To his right and his left his fellow prisoners suddenly ceased their animated gestures and their conversations and focused all their attention on the two soldiers meeting at the fence. Both men could feel the eyes of the guards staring downward at them. The sergeant could hear the voice of the PFC explaining into the radio that everything was okay, he just wanted to see a gook soldier up close and breathing. What had been a noisy, raucous yard a moment ago was now as silent as a Buddhist monastery.

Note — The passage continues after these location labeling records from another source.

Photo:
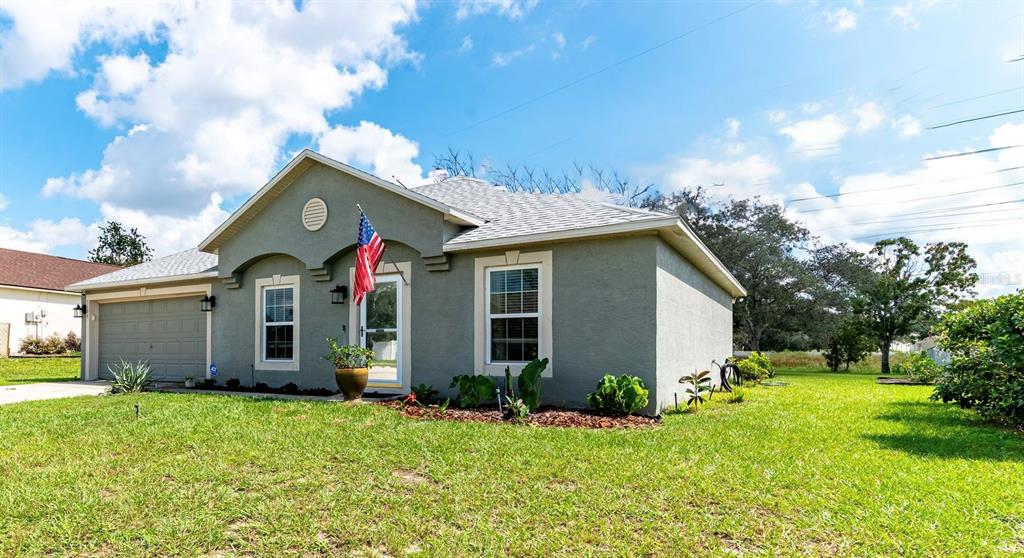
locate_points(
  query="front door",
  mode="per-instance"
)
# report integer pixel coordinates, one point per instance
(381, 331)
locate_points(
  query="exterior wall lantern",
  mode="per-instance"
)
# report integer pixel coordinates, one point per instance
(339, 294)
(207, 303)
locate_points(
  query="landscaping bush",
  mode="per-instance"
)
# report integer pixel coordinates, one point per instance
(985, 339)
(73, 343)
(919, 368)
(756, 368)
(474, 390)
(52, 344)
(623, 395)
(130, 377)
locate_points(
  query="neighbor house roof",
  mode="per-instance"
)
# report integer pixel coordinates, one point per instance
(181, 266)
(33, 270)
(293, 170)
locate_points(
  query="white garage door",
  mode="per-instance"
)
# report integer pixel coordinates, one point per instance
(169, 333)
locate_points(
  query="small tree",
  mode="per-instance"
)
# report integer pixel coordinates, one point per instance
(119, 246)
(911, 288)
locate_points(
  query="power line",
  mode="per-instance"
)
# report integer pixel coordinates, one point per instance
(974, 98)
(886, 188)
(894, 232)
(972, 153)
(920, 199)
(612, 66)
(975, 119)
(904, 218)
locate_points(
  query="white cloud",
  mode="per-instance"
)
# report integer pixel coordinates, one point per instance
(816, 137)
(733, 126)
(500, 59)
(211, 117)
(44, 235)
(907, 126)
(387, 155)
(511, 9)
(869, 116)
(740, 178)
(841, 19)
(927, 204)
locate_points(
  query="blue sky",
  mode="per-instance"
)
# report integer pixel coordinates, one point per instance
(167, 117)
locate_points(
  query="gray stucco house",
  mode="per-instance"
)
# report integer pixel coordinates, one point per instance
(475, 279)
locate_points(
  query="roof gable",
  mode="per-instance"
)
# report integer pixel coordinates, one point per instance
(33, 270)
(293, 170)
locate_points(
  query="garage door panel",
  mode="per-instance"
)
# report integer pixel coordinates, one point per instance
(170, 334)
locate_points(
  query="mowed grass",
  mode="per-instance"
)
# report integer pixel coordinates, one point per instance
(828, 465)
(28, 371)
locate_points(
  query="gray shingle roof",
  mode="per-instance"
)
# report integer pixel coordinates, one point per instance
(513, 214)
(189, 262)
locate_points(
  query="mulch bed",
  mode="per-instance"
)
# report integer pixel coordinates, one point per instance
(546, 416)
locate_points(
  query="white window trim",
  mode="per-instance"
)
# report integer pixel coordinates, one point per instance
(481, 326)
(261, 362)
(404, 268)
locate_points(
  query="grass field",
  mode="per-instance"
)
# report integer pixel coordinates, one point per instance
(827, 465)
(28, 371)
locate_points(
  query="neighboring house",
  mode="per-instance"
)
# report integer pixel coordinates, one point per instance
(33, 300)
(475, 279)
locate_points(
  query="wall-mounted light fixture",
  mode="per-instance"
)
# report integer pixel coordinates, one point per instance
(339, 294)
(207, 303)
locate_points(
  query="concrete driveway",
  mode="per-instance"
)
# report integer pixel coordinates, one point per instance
(51, 390)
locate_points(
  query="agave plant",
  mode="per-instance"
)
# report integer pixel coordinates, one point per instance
(696, 388)
(130, 377)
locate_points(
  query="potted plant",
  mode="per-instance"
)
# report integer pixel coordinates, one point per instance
(351, 368)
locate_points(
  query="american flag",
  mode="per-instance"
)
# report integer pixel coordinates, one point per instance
(369, 251)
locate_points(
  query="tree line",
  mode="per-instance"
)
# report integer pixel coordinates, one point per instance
(803, 293)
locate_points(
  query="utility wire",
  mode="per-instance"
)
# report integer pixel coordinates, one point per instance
(612, 66)
(974, 98)
(972, 153)
(793, 200)
(894, 232)
(975, 119)
(903, 218)
(919, 199)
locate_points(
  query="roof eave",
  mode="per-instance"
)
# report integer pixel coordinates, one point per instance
(80, 288)
(213, 242)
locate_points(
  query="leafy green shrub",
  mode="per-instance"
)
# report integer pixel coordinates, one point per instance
(985, 339)
(696, 388)
(347, 356)
(52, 344)
(474, 390)
(130, 377)
(919, 368)
(756, 368)
(424, 393)
(73, 343)
(623, 395)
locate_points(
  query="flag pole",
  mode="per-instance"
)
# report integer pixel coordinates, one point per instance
(388, 254)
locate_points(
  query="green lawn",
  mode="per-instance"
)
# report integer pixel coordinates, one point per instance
(27, 371)
(828, 465)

Jesse stopped just short of the fence and watched in silence as the enemy walked toward him. So this was the man he had glimpsed through the lens of a starlight scope. This was the man who could run full speed in the highland blackness with a rocket launcher on his back. Here was the man who ate next to nothing, who sent no letters home and received none. Here was the man with the better mythology: Americans are sent here to fight against an evil and unde finable thing called Communism; to fight for blue jeans and convertibles and full-color foldouts of big-breasted blondes. This man was sent here to die—to expel the Japanese, the French, the Americans from the soil of his ancesto
rs. His mythology contained less myth.
He was wearing black thongs and had the wide feet of a farmer. He wore the dark-brown pants that were the standard issue in Hanoi. They were threadbare and soaked with sweat. His body was thin and muscular, his face angular and wide. His nostrils had an indignant, almost arrogant flare and the skin around and above his eyes was as smooth as porcelain. His complexion was darker than that of most Vietnamese and his hair was black and curly above a high and almost regal forehead.

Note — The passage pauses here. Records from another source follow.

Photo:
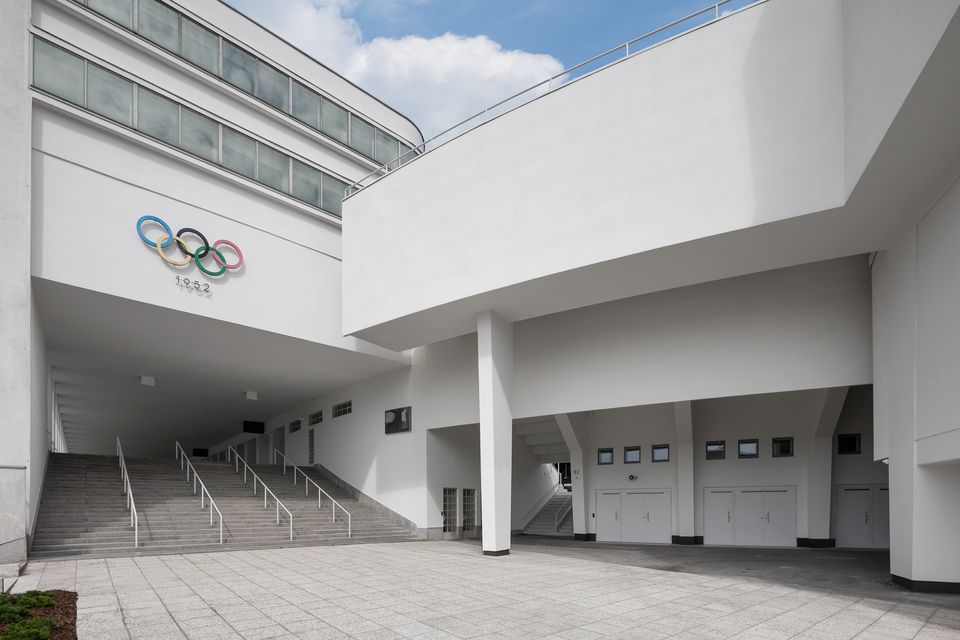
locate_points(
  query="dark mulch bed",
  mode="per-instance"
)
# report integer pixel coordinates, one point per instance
(63, 614)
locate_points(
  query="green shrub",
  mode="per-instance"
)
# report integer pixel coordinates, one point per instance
(34, 600)
(10, 612)
(33, 629)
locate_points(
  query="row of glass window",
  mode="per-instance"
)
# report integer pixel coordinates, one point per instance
(184, 37)
(90, 86)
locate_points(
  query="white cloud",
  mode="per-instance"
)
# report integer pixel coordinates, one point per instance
(435, 81)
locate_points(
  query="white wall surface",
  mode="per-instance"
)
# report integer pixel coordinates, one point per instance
(735, 125)
(39, 416)
(90, 186)
(453, 460)
(857, 417)
(15, 294)
(885, 45)
(619, 428)
(730, 337)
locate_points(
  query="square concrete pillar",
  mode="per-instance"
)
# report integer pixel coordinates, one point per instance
(495, 364)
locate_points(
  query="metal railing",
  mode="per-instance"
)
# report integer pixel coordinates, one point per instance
(320, 492)
(128, 491)
(562, 513)
(256, 479)
(554, 82)
(179, 453)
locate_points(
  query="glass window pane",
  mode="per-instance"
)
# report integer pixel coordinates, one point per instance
(333, 191)
(58, 72)
(120, 11)
(160, 24)
(157, 116)
(200, 46)
(239, 67)
(306, 105)
(306, 183)
(109, 95)
(199, 135)
(239, 153)
(272, 167)
(334, 121)
(386, 149)
(361, 136)
(273, 86)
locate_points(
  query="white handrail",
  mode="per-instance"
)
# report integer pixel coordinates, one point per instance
(562, 514)
(266, 489)
(539, 89)
(128, 491)
(320, 491)
(179, 453)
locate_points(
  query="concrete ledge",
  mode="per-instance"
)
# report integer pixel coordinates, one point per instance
(926, 586)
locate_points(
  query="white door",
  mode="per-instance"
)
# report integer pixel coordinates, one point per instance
(881, 518)
(780, 516)
(854, 506)
(632, 516)
(749, 517)
(718, 516)
(657, 515)
(608, 516)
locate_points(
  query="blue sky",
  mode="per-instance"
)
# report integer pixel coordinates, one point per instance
(439, 61)
(569, 30)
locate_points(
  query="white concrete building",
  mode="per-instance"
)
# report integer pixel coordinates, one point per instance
(716, 276)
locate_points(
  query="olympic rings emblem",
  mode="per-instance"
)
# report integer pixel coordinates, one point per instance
(196, 255)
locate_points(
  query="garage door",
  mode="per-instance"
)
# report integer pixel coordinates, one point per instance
(863, 517)
(634, 515)
(750, 516)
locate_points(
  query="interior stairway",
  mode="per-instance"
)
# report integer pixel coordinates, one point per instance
(83, 510)
(544, 523)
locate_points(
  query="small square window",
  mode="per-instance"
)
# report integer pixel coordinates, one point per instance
(660, 453)
(848, 443)
(783, 447)
(716, 450)
(748, 448)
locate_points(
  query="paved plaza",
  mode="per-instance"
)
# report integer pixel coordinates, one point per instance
(435, 590)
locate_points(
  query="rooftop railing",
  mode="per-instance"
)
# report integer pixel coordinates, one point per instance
(680, 27)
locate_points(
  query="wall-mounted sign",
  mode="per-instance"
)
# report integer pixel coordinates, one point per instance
(197, 254)
(397, 420)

When he got within five feet of the fence, one of the ARVN guards screamed something into a bullhorn, and the man froze in his tracks. He raised both arms into the air, took another step forward, then squatted down, indicating that he would go no further. After a long moment of immobile silence on both sides of the wire, the NVA soldier smiled broadly, almost childishly, then reached up to grab a shock of his own hair. With his other hand he pointed at the American sergeant.
“You same-same me,” he said in pidgin. His voice was high-pitched and musical. War had not altered his civilian timbre. He released his hair, then ran his fingers over the brown skin of his cheek, then over his brown, sunburned forearm. “You same-same me,” he repeated.
Having used all of his pidgin language, he asked a question in Vietnamese. Sergeant Pasadoble shrugged, then shook his head. There was a look of intensity mixed with frustration in his face. “No bic,” he said, indicating that he did not understand. Neither man had bothered to learn much of the enemy’s language. Both knew a few cruel and derogatory phrases, a few crude words of command or interrogation, but not much more.
“You,” said the NVA, still trying his pidgin, “không den, không trang, no negro, ni blanco. You Espanol?”
“Habla Usted Español?” said Jesse excitedly.